Truncating the input breaks round-tripping between encoding and decoding. This can happen, if multiple-byte unicode characters, that encode to multiple tokens, are truncated. See the explanation here: https://github.com/knuddelsgmbh/jtokkit/issues/3#issuecomment-1494626671
In my experience, truncating is not a very common use-case. Most applications use chunking strategies to split a long input text into smaller texts, that all fit a specific token threshold. A good article expanding on different chunking strategies can be found here: https://www.pinecone.io/learn/chunking-strategies/. But I am open to correction, if there are somee valid use-cases I don't know about 😄

radoslavdodek commented 1 year ago

Thank you for your prompt reply! :)

I thought about solving it by simply truncating the tokens list outside of the library, as you suggested. But I would like to avoid encoding tokens which will be thrown away anyway.
"breaks round-tripping between encoding and decoding"

This is definitely a valid argument.
Chunking doesn't play well for our use case. We ask ChatGPT to generate a valid JSON for our input, and with chunking we noticed that it is more likely that the resulting JSON won't be valid. We would much rather truncate the input text instead.

But all that said, I understand your reasoning.

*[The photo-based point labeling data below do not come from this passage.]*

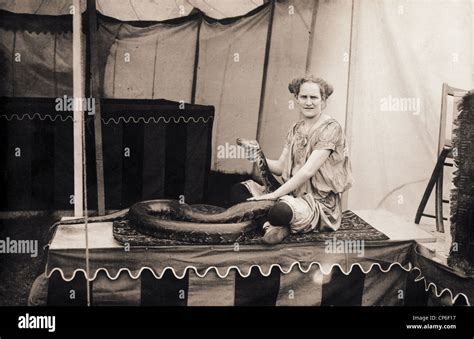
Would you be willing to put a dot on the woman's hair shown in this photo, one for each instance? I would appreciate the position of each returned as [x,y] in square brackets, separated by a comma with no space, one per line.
[325,88]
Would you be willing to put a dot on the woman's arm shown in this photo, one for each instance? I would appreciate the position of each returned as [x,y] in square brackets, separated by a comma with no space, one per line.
[276,166]
[316,159]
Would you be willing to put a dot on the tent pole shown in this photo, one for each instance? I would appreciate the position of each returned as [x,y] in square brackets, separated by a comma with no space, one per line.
[94,81]
[265,69]
[309,54]
[349,99]
[77,68]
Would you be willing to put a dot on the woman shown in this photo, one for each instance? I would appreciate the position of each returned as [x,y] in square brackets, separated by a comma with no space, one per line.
[314,166]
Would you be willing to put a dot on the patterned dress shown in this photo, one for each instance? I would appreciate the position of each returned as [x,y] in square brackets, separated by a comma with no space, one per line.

tox-p commented 1 year ago

Hmm, interesting use-case 🙂 I guess there is little harm in also supporting this, as long as the caveat of breakage of the encode-decode roundtrip is well documented

Also, I just double-checked the OpenAI documentation and at least for the non-chat completion endpoint, an array of tokens is also a valid input. Which would leave this method quite handy for use-cases where lossy input is acceptable, since no decoding of the tokens would be necessary to prompt the model

I'll take a look at your PR 🙂

radoslavdodek commented 1 year ago

Thanks, Philip! :-)

radoslavdodek commented 1 year ago

@tox-p I was thinking about how to avoid issues with the round-tripping between encoding and decoding. However, I'm not sure if you want to have special handling for such a case.

Let's say we have scenario which you described in the comment you linked above:

User calls:

List<Integer> encoded = enc.encode("I love 🍕");  // "I love \uD83C\uDF55"

encoded = [40, 3021, 11410, 235, 243]

If we try to decode it back, we would get the original text, which is fine

But if he calls:

List<Integer> encoded = enc.encode("I love 🍕", 4);  // "I love \uD83C\uDF55"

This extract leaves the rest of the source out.